Oršuš et autres c. Croatie | 2010

Des enfants roms obtiennent en justice la fin des classes réservées de nature discriminatoire

Oršuš montre clairement que la déficience linguistique ne peut servir de prétexte à la ségrégation raciale.

James A. Goldston, avocat des enfants, cité sur PR Newswire (en anglais)

Contexte

Quatorze enfants roms ont attaqué leur école en justice après avoir été placés dans des classes séparées. Les enfants considèrent qu'il s'agissait de discrimination raciale.

Les élèves ont également contesté la qualité de leur enseignement, qui était moins bonne que dans les classes non roms.

Le taux d’échec scolaire parmi les jeunes Roms était bien plus élevé que celui des élèves non roms dans les zones où se trouvaient les écoles. La plupart des enfants roms de la région ont déclaré qu'ils ne se sentaient pas acceptés à l'école. Beaucoup ont exprimé simplement le souhait d'avoir un enfant non rom comme ami.

Malgré cela, les écoles ont souligné que tous les élèves étaient traités de manière égale.
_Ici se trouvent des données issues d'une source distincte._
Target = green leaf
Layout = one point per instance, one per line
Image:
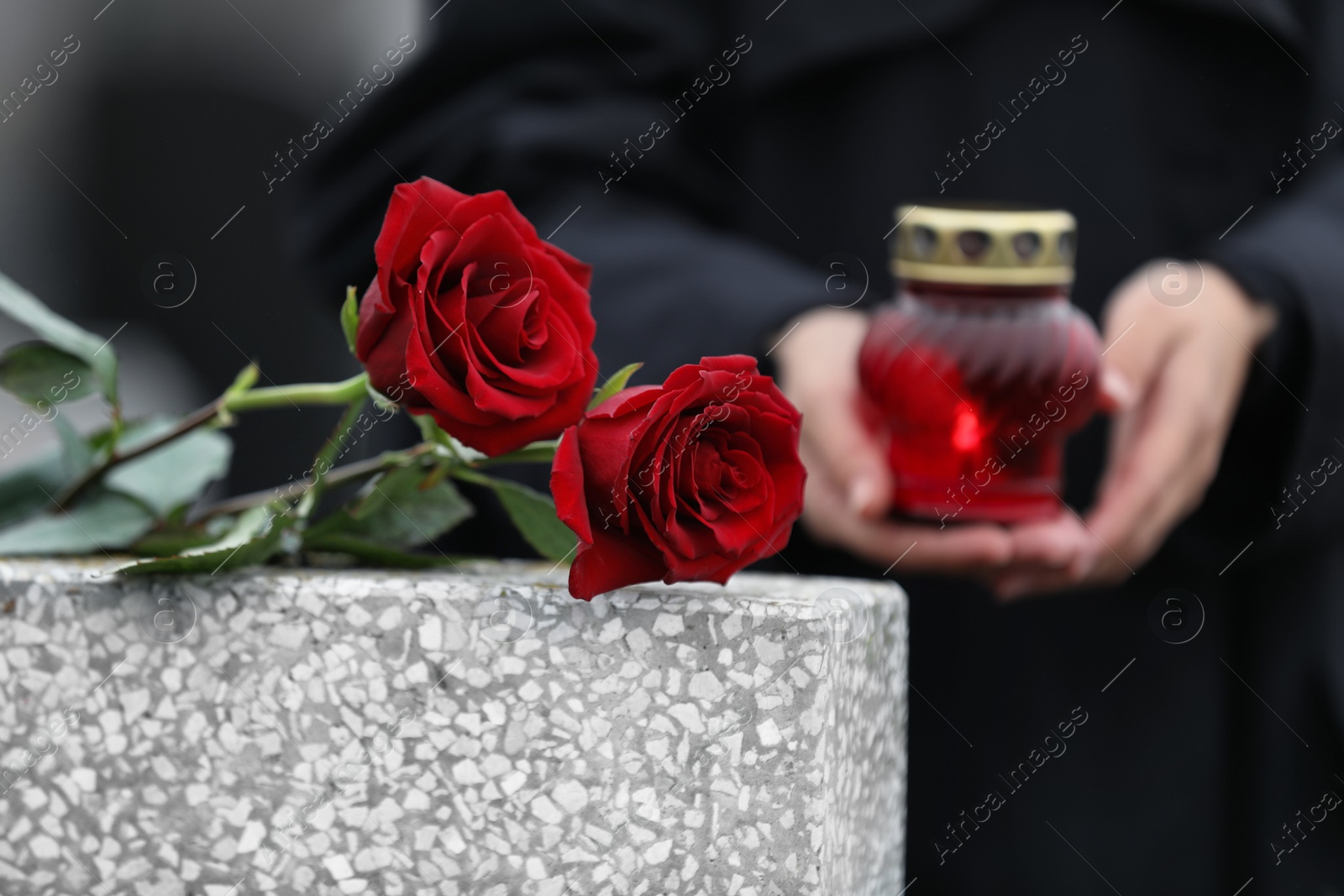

Elles ont affirmé que les enfants étaient regroupés non pas en raison de leur origine ethnique rom, mais parce qu'ils ne comprenaient pas assez bien la langue croate.

Un tribunal croate a donné raison aux écoles et a classé l'affaire.
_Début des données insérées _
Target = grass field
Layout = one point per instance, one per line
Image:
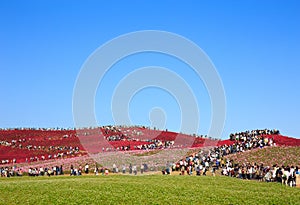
(151, 189)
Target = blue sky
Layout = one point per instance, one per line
(254, 45)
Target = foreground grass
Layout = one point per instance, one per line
(152, 189)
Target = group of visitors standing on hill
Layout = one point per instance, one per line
(213, 159)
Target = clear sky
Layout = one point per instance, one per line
(254, 45)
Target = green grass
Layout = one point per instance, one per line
(151, 189)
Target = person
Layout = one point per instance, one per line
(96, 170)
(123, 169)
(142, 168)
(86, 168)
(134, 169)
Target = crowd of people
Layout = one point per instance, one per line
(206, 160)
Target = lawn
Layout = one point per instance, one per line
(151, 189)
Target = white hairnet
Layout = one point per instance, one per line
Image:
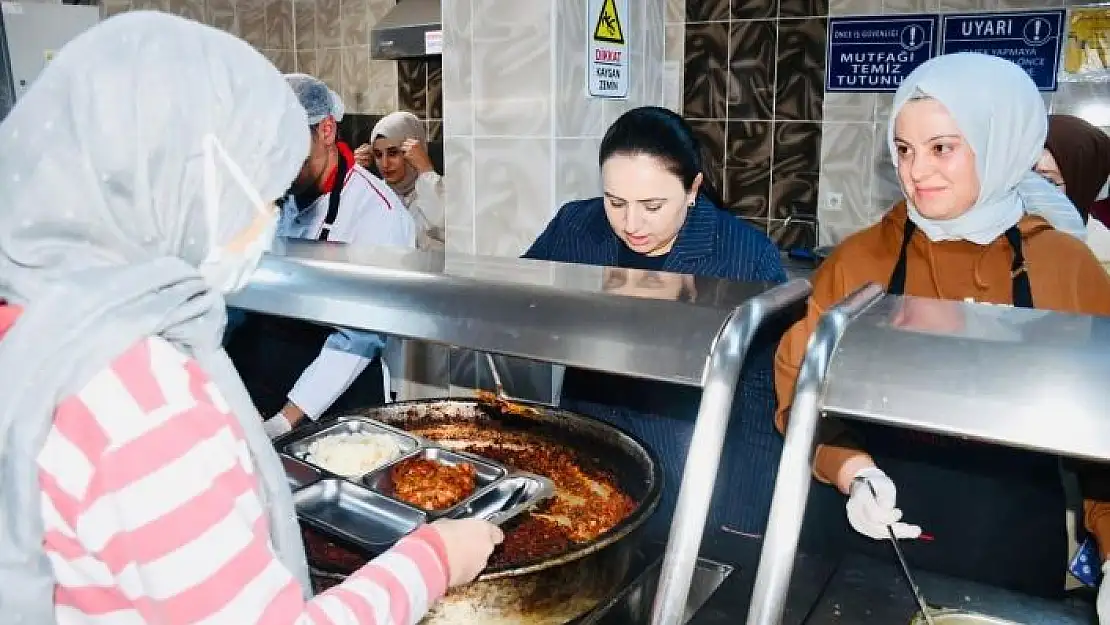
(102, 224)
(319, 101)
Les avocats des enfants ont alors fait appel devant la plus haute juridiction croate, qui au bout de quatre ans, a jugé que les actions des écoles n'étaient pas discriminatoires.
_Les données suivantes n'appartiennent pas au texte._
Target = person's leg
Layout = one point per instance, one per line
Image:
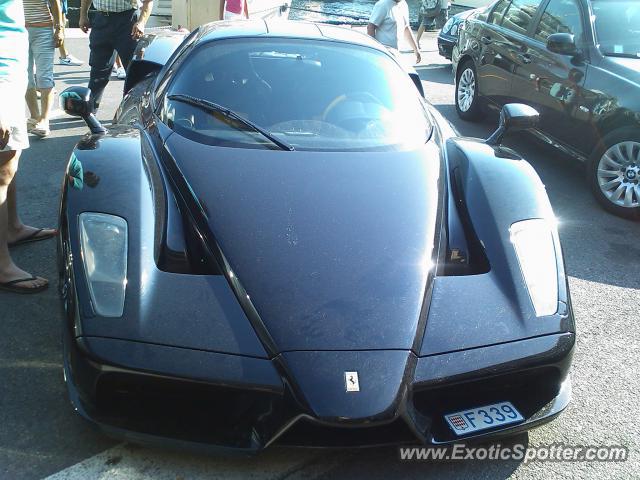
(62, 48)
(100, 57)
(9, 271)
(125, 45)
(420, 32)
(16, 230)
(31, 96)
(43, 52)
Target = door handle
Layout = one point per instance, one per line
(524, 57)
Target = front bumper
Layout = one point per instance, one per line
(445, 45)
(163, 395)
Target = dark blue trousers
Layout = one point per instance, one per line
(109, 33)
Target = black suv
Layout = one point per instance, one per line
(578, 63)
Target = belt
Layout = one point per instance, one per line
(109, 14)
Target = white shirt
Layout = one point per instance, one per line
(390, 18)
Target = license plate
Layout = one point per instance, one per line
(489, 416)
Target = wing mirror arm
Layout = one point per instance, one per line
(76, 101)
(514, 117)
(94, 124)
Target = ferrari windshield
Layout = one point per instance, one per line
(618, 27)
(311, 95)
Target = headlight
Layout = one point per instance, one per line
(447, 26)
(104, 240)
(534, 244)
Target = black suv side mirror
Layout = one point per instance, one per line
(76, 101)
(514, 117)
(562, 43)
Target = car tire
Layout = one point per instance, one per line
(613, 172)
(466, 96)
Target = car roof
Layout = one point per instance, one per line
(278, 28)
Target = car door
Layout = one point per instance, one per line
(550, 82)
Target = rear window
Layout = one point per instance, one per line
(314, 95)
(498, 12)
(560, 16)
(520, 15)
(618, 27)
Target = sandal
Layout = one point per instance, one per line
(34, 237)
(12, 286)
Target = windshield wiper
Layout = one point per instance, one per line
(214, 107)
(622, 55)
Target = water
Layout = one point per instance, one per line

Les enfants ont décidé de porter l’affaire devant la Cour européenne des droits de l’homme.

Arrêt de la Cour européenne des droits de l'homme

La Cour européenne a jugé que la Croatie refusait aux enfants le droit à l’éducation et qu’elle leur faisait subir une discrimination.

Elle a estimé qu’il n’y avait pas de garanties suffisantes pour faire en sorte que les dispositions en matière de scolarisation répondent à leurs besoins particuliers en tant que membres d’une catégorie défavorisée.

La Cour a notamment souligné l'absence de critères clairs concernant les transferts vers des classes mixtes, si bien que les enfants sont restés pendant longtemps dans des classes exclusivement roms.

De plus, le programme enseigné dans les classes exclusivement roms pouvait être considérablement allégé, et il n'est pas certain qu’il s’agissait là d'un moyen approprié d’aider les enfants à apprendre le croate.

La Cour européenne a également estimé que la plus haute juridiction croate avait mis trop de temps à se prononcer sur le cas des enfants, compte tenu notamment de l'enjeu. Cela a également constitué une violation de leurs droits.

...le placement des [enfants] dans des classes réservées aux Roms à certains moments de leur scolarité primaire n'avait aucune justification objective et raisonnable.

Arrêt de la Cour européenne des droits de l'homme, mars 2010

Suites

En réaction à l’arrêt de la Cour européenne, la Croatie a pris des mesures pour mettre fin à la discrimination à l’encontre des enfants roms à l’école primaire.

Elle a notamment adopté une nouvelle loi, entrée en vigueur en juillet 2010, qui abolit les classes réservées aux Roms et établit une base juridique claire pour l'accès des enfants roms à un enseignement de qualité, notamment en veillant à ce qu'ils suivent le même programme.

La Croatie a également mis en place d'autres formes d'aide pour les enfants roms manquant de compétences linguistiques, ainsi qu’une assistance pédagogique plus importante pour lutter contre le taux élevé d’échec scolaire.